Data Science Milestone Report

Abstract

This report presents interim results during developing text prediction as a task of Data Science Capsone. It describes basic statistics of loaded data and some interim results of data cleaning.

In the summary I describe some ideas which I am going to investigate.

Data Source

Data was downloaded as a zip file from course repository. Zip file consists of four directories:

de_DE
en_US
fi_FI
ru_RU

For analysis and product developement I will use only data from directory en_EN. The directory consists of three files:

## [1] en_US.blogs.txt   en_US.news.txt    en_US.twitter.txt

Basic Summary

File	Size (MB)	No. of Lines	No. of Characters
en_US.news.txt	196.28	1010242	203223159
en_US.blogs.txt	200.42	899288	206824505
en_US.twitter.txt	159.36	2360148	162096031

Basic Data Cleaning

After loading of some samples of data we could see that data are a bit dirty - a lot of numbers, interpunction etc. It is almost imposible to guess the number of words. We need to clean it before we start the exploratory analysis. I have chosen “brutal force” strategy for the first run of cleaning data in those steps:

transcode all character to lower case
remove all escaped quotations
remove all numbers
replace all non [a-z] characters by space
collapse all multi spaces to one space

As a result we get reasonable pre-cleaned data. Of course some problems remain and we also created some mess in data - like “ve” instead of correct “we’ve” or “st” instead of “1st”. But we can address those problems later during fine tuning models. We got reasonable cleaned data for exploratory analysis for low cost.

Exploratory Analysis

After basic cleaning it is time to create tokenization and have a look at the data. Number of tokens is reasonable good approximation of number of words.

File	Tokens after cleaning	Unique tokens after cleaning
en_US.news.txt	34615456	212552
en_US.blogs.txt	37877989	253523
en_US.twitter.txt	30541949	305383

The result is surprising. Especially when we compare unique tokens with Shakespeare who used 31 thousand different words in his all writing. I did not expect so big disproportion.

Root Cause

Typos. Definitely the main source of extended number of tokens
Plurals etc. We distinguish between “years” and “year” and the same is for verbs and other grammar rules
Some problems are caused by cleaning strategy (as described above)

Way to Solve It

Before solving problems step by step, which can be time consuming and non-effective, let’s have a look at a presentation of data.

The chart bellow shows frequency (blue) and cummulative frequency (red) of all tokens together from all three files.
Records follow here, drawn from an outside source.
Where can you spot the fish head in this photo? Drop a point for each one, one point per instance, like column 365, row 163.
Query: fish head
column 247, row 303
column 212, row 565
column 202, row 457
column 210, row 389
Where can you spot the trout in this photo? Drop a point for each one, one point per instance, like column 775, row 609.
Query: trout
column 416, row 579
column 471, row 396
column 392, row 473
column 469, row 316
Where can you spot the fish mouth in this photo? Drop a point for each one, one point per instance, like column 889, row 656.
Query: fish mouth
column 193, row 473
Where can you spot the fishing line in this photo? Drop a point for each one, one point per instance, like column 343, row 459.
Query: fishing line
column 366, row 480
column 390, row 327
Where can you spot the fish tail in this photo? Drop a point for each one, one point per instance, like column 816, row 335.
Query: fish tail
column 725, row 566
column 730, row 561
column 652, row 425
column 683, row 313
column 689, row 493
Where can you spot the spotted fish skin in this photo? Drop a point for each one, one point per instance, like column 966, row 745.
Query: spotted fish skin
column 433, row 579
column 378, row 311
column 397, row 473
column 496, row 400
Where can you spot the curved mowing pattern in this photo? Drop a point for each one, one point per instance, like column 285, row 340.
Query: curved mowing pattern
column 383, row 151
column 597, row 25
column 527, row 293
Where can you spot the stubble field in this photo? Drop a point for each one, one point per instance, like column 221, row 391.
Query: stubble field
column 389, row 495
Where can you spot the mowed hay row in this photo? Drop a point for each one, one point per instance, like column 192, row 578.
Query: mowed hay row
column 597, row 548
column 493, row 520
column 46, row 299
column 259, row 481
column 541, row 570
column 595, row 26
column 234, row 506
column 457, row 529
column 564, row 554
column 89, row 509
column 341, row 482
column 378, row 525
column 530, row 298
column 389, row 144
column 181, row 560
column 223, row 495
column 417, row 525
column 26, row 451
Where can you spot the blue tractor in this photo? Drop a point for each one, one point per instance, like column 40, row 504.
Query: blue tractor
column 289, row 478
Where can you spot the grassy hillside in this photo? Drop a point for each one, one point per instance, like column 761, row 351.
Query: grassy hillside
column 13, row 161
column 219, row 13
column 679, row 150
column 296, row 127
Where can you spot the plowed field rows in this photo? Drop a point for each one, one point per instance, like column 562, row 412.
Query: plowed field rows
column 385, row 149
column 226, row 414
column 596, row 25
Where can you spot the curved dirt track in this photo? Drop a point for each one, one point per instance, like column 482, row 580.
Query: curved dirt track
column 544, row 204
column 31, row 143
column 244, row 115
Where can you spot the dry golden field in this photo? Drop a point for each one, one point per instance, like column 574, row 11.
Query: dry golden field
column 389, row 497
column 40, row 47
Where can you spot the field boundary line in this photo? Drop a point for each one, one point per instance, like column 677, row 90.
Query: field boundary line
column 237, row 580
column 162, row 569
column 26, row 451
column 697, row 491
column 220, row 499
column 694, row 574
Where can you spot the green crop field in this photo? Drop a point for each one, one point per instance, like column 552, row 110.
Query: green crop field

Data are sorted by frequency.

The “saw teeth” on the Frequency (blue line) in the chart means that there are more than one token with the same frequency. For example the last spike represents 280,627 tokens with only one occurence. Those tokens are mainly typos.

Let’s have a look at the beginning of the chart.

This chart shows that we need only 125 tokens to cover 50% of total frequency!

Let’s have a look at the top 15 most frequent tokens (Frequency and Cummulative Frequency are in %):

Rank	Feature	Frequency	Cumulative Frequency
1	the	4.63	4.63
2	to	2.68	7.32
3	and	2.35	9.67
4	a	2.35	12.01
5	i	1.96	13.97
6	of	1.95	15.93
7	in	1.61	17.54
8	it	1.12	18.66
9	that	1.09	19.75
10	for	1.07	20.82
11	s	1.07	21.89
12	is	1.04	22.93
13	you	1.01	23.95
14	on	0.80	24.75
15	with	0.69	25.44

We can see that 10 tokens cover together 20% of cummulative frequency and 15 tokens together cover 25% of cummulative frequency. We can also see some problems which we need to solve:

Do we want to use “a” and “the” in predictions?
We must find and solve the rests after the cleaning like “s” - which propably comes from " ’s ".

And the last table shows the numbers of tokens which are needed to cover some chosen numbers of cummulative frequency.

Cummulative Frequency	Number of Tokens Needed
25	15
50	125
75	1334
90	6748
95	15760

We can see that 95% of tokens as for the size is comparable to lower border of active vocabulary of an English speaker(15,000-20,000 words https://www.bbc.com/news/world-44569277). If we guess the rate of typos and other errors to 5% (1 of 20) it seems that our cleaning strategy was pretty fair.

Summary

We showed that even the data files are huge we are able to clean up and identify the strategy how to get reasonable amount of tokens which are comparable to independent estimation of human size of vocabulary.

Next steps

Next round of cleaning tokens - remove remains after initial cleaning
Remove stopwords
Go through tokens which cover 75% of cummulative frequency manually and correct the possible errors (it is only 1,334 tokens so it is not so much)
Decide whether to use only tokens which represent 90% or 95 % of cummulative frequency (or 75%) - especially with respect to resource needed in the future.
Join some tokens if possible (eg. has / have)
Create n-grams and continue with development